Which non grain free food would you recommend? Aside from Fromm and Orijen


----------



## jwemt81 (Aug 20, 2008)

Willow2017 said:


> READ YOUR FOOD LABELS. Do the homework and you will see, grocery store foods are not healthy and lead to cancers and other health issues.

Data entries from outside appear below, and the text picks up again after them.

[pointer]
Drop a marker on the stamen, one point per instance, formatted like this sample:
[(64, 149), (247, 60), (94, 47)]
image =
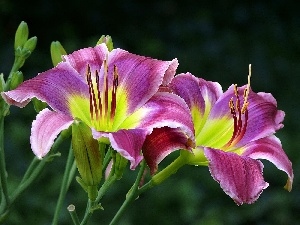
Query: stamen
[(99, 95), (114, 93), (239, 114), (105, 93), (102, 111), (93, 104)]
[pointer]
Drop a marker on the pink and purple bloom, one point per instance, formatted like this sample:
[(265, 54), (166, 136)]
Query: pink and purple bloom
[(113, 92), (232, 131)]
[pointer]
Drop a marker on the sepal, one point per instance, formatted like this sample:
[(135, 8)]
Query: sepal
[(57, 51), (107, 40), (88, 158), (21, 35)]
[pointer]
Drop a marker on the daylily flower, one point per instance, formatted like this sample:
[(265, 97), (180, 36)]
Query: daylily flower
[(232, 130), (113, 92)]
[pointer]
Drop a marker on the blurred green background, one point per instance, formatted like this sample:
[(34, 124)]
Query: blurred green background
[(214, 40)]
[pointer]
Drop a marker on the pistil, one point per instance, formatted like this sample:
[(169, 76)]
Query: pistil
[(239, 114), (101, 110)]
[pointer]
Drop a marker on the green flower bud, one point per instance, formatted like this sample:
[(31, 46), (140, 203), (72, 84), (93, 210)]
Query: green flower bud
[(2, 82), (38, 105), (88, 158), (107, 40), (120, 164), (57, 51), (16, 79), (30, 44), (21, 35)]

This is completely untrue. In fact, it is the starches, especially legumes and potatoes, that are used in many of the so-called "high-quality" foods that lead to cancer development. We have been feeding the "oh so dreaded" Purina and Eukanuba products for many, many years with outstanding results. Our German Shepherd lived to be just shy of 13 eating Eukanuba for nearly her entire life and was never at the vet for anything more than yearly exams and vaccinations. Currently, our oldest Golden is nearly 10 and has been eating foods like Pro Plan and Purina One his entire life and also has never been to the vet for anything more than yearly exams. All of our dogs have absolutely beautiful coats, have never had a single ear infection or hot spot, and have perfect muscle tone and energy levels, and guess what? They eat Pro Plan. There is a reason why so many of the top show and performance dogs eat foods such as Purina and Eukanuba. They produce results in overall body condition and health. Foods like Eukanuba and Purina have decades and science and research behind them, which is not the case for so many of these other food companies that have been popping up over the last 10-15 years claiming to be "holistic" and what you need to be feeding your pet.


----------



## jwemt81 (Aug 20, 2008)

macklea93 said:


> Which non grain free food would you recommend? Aside from Fromm and Orijen


Pro Plan and Eukanuba are my top two. I have also heard good things about Royal Canin.


----------



## macklea93 (Aug 11, 2017)

jwemt81 said:


> Pro Plan and Eukanuba are my top two. I have also heard good things about Royal Canin.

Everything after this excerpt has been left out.